The GLIMPSE Project: A decision support tool for air quality managementDan Loughlin, Chris Nolte, Carol Lenox, Tai Wu, Andrew Kreider, and Shutsu Wong (USEPA); Samaneh Babaee, Paelina DeStephano, Fanqi Jia, and Sarah Simm (ORISE/ORAU); Steve Smith, Yang Ou, and Maridee Weber (PNNL)
The U.S. EPA is developing a decision support tool for air quality management called GLIMPSE, an acronym for GCAM Long-term Interactive Multi-Pollutant Scenario Evaluator. GLIMPSE is built upon the Global Change Analysis Model (GCAM), an open source human-earth system model whose development is led by Pacific Northwest National Laboratory. GCAM includes representations of the energy, water, agriculture, land use, and climate systems, simulating their co-evolution through 2100. The model has a relatively high level of technological detail within the energy system, including the electric sector, industry, buildings, and onroad and nonroad transportation. Technologies compete against each other for market share based on their relative costs and other factors. Emissions associated with the resulting technological pathway are reported.
GLIMPSE works with GCAM and with a variant of GCAM with state-level resolution (GCAM-USA). GCAM-USA includes representations of major national environmental and energy policies, including the Cross-State Air Pollution Rule, the Corporate Average Fuel Economy standards, New Source Performance Standards for air pollutants, and the Tier 3 engine and fuel emission standards. It also includes many state and regional policies, including the Regional Greenhouse Gas Initiative and Zero Emission Vehicle targets.

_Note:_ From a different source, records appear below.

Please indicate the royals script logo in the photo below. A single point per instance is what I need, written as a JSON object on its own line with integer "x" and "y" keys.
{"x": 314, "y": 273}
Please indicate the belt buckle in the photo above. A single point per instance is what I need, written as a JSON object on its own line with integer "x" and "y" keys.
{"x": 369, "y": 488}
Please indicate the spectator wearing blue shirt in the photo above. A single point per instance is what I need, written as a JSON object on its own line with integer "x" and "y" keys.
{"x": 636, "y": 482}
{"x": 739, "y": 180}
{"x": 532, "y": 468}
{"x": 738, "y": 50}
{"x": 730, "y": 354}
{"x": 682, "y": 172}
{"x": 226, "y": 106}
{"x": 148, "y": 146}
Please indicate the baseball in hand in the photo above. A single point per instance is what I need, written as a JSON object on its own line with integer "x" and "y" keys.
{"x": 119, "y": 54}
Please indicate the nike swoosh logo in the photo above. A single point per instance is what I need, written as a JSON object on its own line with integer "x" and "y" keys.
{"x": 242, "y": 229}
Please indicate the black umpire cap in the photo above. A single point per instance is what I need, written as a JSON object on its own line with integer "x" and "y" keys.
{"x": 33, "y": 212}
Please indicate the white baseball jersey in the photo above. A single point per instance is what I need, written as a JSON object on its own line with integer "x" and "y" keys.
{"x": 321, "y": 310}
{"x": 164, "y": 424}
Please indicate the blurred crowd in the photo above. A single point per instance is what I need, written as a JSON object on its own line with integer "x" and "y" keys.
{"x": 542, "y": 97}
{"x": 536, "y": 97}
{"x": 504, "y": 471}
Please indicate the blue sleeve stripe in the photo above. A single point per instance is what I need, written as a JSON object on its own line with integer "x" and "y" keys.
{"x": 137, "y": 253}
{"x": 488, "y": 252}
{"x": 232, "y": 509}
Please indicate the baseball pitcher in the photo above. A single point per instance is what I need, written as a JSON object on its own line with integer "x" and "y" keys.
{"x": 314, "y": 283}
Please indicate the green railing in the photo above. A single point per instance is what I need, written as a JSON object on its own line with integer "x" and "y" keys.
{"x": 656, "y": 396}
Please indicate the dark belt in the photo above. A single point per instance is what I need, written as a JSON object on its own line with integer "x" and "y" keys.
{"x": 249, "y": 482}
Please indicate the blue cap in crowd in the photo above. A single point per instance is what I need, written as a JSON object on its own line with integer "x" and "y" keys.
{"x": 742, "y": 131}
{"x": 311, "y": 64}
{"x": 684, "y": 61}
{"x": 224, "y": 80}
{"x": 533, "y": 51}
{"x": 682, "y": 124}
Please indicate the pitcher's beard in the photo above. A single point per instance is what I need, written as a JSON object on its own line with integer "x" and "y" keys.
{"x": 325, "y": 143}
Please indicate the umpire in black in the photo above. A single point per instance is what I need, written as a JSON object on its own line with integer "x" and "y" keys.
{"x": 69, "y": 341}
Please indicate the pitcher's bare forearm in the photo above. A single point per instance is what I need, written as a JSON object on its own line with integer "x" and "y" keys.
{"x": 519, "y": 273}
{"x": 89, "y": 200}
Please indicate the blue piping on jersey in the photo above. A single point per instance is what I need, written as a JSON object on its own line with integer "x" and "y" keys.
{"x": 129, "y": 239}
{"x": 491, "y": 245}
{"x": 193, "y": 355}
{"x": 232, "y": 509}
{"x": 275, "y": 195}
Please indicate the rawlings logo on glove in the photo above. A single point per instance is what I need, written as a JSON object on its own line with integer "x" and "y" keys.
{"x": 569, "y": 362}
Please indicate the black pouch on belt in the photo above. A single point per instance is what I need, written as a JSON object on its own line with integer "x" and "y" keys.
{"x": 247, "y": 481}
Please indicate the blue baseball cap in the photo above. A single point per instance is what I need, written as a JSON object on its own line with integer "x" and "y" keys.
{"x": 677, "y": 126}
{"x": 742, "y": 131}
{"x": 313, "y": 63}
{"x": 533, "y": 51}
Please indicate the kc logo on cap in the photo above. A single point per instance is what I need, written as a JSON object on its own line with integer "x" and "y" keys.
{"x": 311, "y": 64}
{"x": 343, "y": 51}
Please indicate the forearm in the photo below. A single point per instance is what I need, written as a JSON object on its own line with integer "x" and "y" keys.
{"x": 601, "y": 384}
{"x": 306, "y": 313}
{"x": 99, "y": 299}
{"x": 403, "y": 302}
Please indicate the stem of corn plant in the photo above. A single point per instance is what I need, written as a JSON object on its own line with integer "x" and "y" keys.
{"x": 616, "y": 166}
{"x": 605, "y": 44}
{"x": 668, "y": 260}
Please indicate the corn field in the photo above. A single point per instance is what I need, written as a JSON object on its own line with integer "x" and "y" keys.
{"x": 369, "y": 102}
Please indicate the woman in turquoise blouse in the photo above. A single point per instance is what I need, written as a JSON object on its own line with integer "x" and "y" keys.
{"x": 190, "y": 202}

From an air quality planning perspective, GLIMPSE has a number of potential uses. For example, GLIMPSE can estimate emissions for specific scenarios. For example, one could examine future air pollutant and greenhouse gas (GHG) emissions under baseline assumptions as well as alternative assumptions about population growth, economic growth, technology change, and climate change.
With its state-level resolution and coverage of both air pollutants and greenhouse gas emissions, GLIMPSE also provides states with a tool for helping develop and evaluate policy options. For example, if states have identified specific policy measures, such as specifying energy efficiency and renewable energy targets, GLIMPSE can be used to quantify the resulting impacts on emissions. GLIMPSE also supports an optimization capability. Emission reduction targets can be specified by the user, then GLIMPSE automates the selection of control measures for meeting those targets at low cost.
In this presentation, we will discuss the capabilities, computational and user requirements, applications to date, and plans for making GLIMPSE available with training in 2021.